For my note taking system I have a command OrgNote which

This is implemented using custom telescope actions. Not too complex.

But obsidian.nvim would require implementations for the different fuzzy finders if I'm not mistaken.

image

sotte commented 10 months ago

Just as reference, my implementation looks something like this.

function Orgnote.search_or_link_or_create()
  -- FIXME: prep_link_selected_entry is messy; refactor this.
  local link_info_tb = prep_link_selected_entry()

  require("telescope.builtin").find_files({
    prompt_title = "ORGNOTE | CR open | C-x create | C-l link",
    default_text = link_info_tb.selection or "",
    cwd = root,
    search_file = "*.org",
    attach_mappings = function(_, map)
      map("i", "<C-x>", create_note_from_query)
      map("i", "<C-l>", function(prompt_bufnr)
        link_selected_entry(prompt_bufnr, link_info_tb)
      end)
      return true
    end,
  })
end
epwalsh commented 10 months ago

@sotte even if we can't implement that for other finders it would be great to have for our telescope integration.

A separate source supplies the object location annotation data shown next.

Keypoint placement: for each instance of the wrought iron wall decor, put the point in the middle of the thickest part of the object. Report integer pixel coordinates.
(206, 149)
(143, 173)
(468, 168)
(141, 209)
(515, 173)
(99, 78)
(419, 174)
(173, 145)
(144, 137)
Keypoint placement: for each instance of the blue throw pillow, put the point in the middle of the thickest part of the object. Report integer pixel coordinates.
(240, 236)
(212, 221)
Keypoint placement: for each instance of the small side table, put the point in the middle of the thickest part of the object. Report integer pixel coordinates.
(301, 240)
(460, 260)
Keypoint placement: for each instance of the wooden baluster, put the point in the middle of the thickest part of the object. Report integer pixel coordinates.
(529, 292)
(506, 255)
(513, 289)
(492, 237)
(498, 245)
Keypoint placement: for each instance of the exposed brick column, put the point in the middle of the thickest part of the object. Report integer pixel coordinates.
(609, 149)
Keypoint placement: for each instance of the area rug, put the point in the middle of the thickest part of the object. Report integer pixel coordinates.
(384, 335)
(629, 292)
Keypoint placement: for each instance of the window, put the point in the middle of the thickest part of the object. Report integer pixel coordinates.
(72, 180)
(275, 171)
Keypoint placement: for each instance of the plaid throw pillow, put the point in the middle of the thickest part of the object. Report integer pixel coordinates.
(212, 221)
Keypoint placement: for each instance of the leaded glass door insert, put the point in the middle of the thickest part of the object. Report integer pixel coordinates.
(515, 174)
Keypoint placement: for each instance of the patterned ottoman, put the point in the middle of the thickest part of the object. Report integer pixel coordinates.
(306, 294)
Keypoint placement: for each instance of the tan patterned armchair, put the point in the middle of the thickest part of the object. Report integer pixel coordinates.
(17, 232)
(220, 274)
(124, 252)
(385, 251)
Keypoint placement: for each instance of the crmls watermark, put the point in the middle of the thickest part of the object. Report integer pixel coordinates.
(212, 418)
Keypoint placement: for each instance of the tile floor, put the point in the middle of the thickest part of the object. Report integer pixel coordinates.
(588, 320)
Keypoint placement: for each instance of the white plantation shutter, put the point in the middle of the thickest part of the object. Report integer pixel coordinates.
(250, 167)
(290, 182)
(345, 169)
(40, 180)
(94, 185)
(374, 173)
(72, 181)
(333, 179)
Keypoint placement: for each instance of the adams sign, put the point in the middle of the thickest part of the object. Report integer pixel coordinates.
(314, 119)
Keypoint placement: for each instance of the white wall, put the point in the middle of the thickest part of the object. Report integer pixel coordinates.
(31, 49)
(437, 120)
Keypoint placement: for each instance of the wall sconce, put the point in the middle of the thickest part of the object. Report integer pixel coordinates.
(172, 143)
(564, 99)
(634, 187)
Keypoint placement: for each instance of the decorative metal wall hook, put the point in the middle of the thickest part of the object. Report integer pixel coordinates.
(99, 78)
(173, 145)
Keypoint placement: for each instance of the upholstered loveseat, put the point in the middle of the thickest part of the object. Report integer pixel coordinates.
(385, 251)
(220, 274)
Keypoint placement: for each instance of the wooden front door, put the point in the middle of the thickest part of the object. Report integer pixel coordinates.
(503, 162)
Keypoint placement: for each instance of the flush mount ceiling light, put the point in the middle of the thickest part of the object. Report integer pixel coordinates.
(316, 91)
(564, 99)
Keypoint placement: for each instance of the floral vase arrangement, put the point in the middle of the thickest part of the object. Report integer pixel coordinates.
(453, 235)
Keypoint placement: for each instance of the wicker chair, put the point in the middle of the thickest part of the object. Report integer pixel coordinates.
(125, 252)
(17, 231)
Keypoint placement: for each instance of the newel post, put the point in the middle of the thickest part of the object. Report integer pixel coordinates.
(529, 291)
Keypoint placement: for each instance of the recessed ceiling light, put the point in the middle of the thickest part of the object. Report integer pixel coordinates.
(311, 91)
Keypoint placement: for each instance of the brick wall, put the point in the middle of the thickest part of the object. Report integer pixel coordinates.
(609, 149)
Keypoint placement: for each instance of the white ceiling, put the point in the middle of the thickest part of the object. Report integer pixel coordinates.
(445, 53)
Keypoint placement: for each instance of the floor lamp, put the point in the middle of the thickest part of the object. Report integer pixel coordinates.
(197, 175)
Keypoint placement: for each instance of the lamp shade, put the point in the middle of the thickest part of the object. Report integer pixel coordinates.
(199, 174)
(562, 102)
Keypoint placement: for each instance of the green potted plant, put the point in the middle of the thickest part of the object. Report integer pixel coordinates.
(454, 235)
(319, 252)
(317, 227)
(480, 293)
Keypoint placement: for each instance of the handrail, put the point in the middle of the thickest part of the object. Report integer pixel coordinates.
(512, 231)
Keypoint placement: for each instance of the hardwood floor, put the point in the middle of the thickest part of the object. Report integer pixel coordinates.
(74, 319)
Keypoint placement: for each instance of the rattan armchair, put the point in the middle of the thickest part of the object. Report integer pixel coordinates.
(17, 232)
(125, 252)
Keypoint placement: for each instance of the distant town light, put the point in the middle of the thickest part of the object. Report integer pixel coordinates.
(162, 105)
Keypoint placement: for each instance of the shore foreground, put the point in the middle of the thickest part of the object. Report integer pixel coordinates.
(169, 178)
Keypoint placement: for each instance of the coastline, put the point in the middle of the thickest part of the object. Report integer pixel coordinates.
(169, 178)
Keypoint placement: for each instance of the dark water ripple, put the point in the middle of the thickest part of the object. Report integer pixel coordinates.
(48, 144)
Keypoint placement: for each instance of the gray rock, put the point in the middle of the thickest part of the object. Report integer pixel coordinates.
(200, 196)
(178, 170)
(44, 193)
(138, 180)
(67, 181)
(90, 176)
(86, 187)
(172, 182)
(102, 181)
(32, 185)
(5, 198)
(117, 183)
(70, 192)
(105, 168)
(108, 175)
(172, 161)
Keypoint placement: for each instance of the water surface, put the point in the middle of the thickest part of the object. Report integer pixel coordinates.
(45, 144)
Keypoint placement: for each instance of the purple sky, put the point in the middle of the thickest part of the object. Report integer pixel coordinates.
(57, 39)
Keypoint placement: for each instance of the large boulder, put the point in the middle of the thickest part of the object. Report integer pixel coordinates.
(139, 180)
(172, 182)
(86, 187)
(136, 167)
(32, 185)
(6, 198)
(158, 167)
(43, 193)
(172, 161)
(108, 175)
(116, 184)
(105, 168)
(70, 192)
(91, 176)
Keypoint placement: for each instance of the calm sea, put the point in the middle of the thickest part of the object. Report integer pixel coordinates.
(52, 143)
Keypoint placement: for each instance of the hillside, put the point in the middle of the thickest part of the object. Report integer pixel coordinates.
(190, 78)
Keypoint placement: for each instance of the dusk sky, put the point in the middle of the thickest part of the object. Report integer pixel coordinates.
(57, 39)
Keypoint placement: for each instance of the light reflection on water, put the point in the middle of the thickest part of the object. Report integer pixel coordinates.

In general I recommend people use telescope as it has the best Lua API, so it's the easiest for us to work with. Are you interested in making a PR with that?

sotte commented 10 months ago

I actually wanted to say that I don't have the time. But then I looked at the code and drafted an implementation.

Here is the MR: https://github.com/epwalsh/obsidian.nvim/pull/296

There are still some things to address (see MR).

If somebody else wants to bring this over the finish line I'm more than happy to hand this over.

sotte commented 10 months ago

I think with #296 merged, we can close this issue.